Spinning Tires


Monday, 20 March 2017

There's a lot to be said for the cloud which still lingers over mental health, not just here in the UK or back at home in Australia. Sometimes I don't even see it as lingering, but more smothering to the point that a lot of people shun the idea, run away from it, or even bury and hide it. And that's just the people who are suffering...

Media campaigns fight to unshackle the stigma, and get people talking. Posters adorn GP clinic walls. Badges are on bags and lapels. Pamphlets are stuffed into holders.

And yet, here we are. Even with all the info, and a pamphlet in the back of my baby's Red Book, I still remained oblivious to the fact that what I could be driving a hard bargain with every day is another branch of the Black Dog. (Trip Advisor: 2* - mattress is pretty good, but disappointing interiors and a questionable breakfast buffet.
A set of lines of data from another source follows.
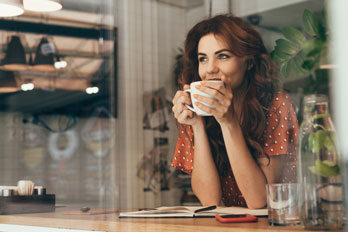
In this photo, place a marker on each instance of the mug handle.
(188, 106)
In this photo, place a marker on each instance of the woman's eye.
(223, 56)
(202, 59)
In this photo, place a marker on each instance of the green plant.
(302, 52)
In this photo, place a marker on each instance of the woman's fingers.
(185, 115)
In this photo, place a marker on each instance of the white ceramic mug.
(193, 90)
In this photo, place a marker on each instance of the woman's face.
(216, 60)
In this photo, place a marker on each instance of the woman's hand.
(181, 112)
(223, 105)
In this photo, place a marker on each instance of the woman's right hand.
(182, 114)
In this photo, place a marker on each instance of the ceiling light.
(15, 56)
(8, 82)
(27, 86)
(92, 90)
(10, 8)
(42, 5)
(44, 56)
(59, 64)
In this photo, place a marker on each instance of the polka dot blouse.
(280, 139)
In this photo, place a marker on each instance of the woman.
(251, 138)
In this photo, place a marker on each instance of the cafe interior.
(86, 119)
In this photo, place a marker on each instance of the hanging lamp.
(10, 8)
(44, 56)
(8, 82)
(15, 59)
(42, 5)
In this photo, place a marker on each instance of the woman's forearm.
(249, 176)
(205, 179)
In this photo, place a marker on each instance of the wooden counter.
(69, 218)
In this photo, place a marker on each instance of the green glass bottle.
(319, 168)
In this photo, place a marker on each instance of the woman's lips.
(214, 79)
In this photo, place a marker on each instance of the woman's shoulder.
(281, 98)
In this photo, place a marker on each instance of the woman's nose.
(212, 66)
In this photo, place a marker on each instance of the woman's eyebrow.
(222, 50)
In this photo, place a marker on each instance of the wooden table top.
(107, 220)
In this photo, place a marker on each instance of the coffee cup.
(193, 90)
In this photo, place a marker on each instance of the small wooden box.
(27, 204)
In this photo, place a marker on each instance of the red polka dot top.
(280, 139)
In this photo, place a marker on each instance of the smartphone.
(236, 218)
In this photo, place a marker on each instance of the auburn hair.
(261, 81)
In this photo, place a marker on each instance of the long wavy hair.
(261, 81)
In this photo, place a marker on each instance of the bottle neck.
(312, 109)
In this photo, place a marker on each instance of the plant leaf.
(282, 56)
(286, 46)
(285, 69)
(310, 23)
(294, 35)
(298, 62)
(316, 140)
(308, 65)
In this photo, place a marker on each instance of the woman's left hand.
(222, 102)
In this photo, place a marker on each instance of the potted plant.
(305, 53)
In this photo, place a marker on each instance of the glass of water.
(282, 204)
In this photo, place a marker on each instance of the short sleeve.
(183, 154)
(281, 127)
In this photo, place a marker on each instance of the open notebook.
(191, 211)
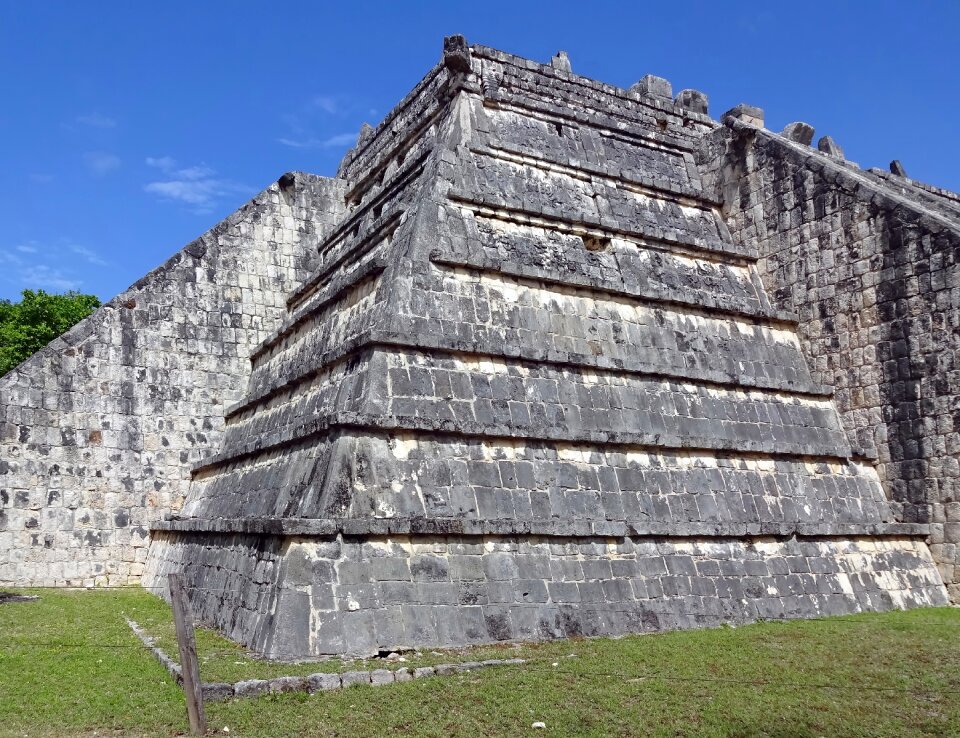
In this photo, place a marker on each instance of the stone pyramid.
(534, 389)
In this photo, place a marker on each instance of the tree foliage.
(29, 325)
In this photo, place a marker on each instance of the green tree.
(29, 325)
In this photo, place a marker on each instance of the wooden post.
(192, 686)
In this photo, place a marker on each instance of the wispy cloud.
(96, 120)
(89, 255)
(49, 266)
(326, 103)
(101, 163)
(336, 141)
(46, 277)
(197, 186)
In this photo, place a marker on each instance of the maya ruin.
(546, 357)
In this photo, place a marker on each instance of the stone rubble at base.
(528, 367)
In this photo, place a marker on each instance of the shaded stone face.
(509, 376)
(99, 431)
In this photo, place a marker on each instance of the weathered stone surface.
(693, 100)
(800, 132)
(99, 430)
(749, 114)
(830, 147)
(529, 382)
(654, 86)
(868, 261)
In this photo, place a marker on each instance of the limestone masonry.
(530, 366)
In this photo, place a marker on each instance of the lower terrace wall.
(875, 279)
(294, 596)
(99, 430)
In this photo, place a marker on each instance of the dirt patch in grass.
(6, 597)
(70, 666)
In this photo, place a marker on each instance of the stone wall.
(99, 430)
(871, 263)
(361, 595)
(535, 389)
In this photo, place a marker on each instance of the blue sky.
(131, 128)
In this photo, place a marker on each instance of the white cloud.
(101, 163)
(89, 254)
(45, 277)
(96, 120)
(54, 266)
(163, 163)
(326, 103)
(197, 186)
(341, 139)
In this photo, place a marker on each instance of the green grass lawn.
(69, 666)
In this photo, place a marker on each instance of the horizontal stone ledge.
(332, 527)
(660, 188)
(335, 289)
(641, 129)
(838, 450)
(480, 262)
(631, 366)
(607, 224)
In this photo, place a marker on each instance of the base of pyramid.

Left me mind weary.)

I'm still a bit unconvinced that Postnatal Depression (PND) is definitively my issue, and wonder whether it's not just rough around the edges everyday depression with some generalised anxiety piped on for good measure.

Although in actual fact, I think the reason for thinking that is perhaps one of the reasons why ladies who very much are in the throes of PND don't realise that they are. Every celebrity sufferer video says they struggled to bond with their baby.

I found it a little less natural to start, as he was taken away to the NICU for antibiotics, oxygen therapy and phototherapy for three days, at 8 hours old. So by the time he came back down to me, I'd had only a few short holds because of all the wires and monitors, and only had the initial efforts of breastfeeding colostrum after birth, plus over the first hours where I was lucky if he'd taken 1-2ml total through his exhaustion, and then once on the evening of Day 1 (birth day is Day 0 here - maybe it's everywhere but took me by surprise. God knows why). He had to show he could take a bottle of expressed milk twice before they would discharge him (despite my want to breastfeed) to my ward, and when I'd fallen asleep that night with exhaustion after nearly 4 days of minimal sleep and hadn't had time to express I panicked. I didn't know what to do. He had to feed or they'd take him away from me again. Luckily a lovely breastfeeding specialist was doing his vitals in the humidicrib in my room, and she supported me throughout. But I still felt this poorly little bundle, with all his heel pricks and phototherapy masks, wasn't really mine.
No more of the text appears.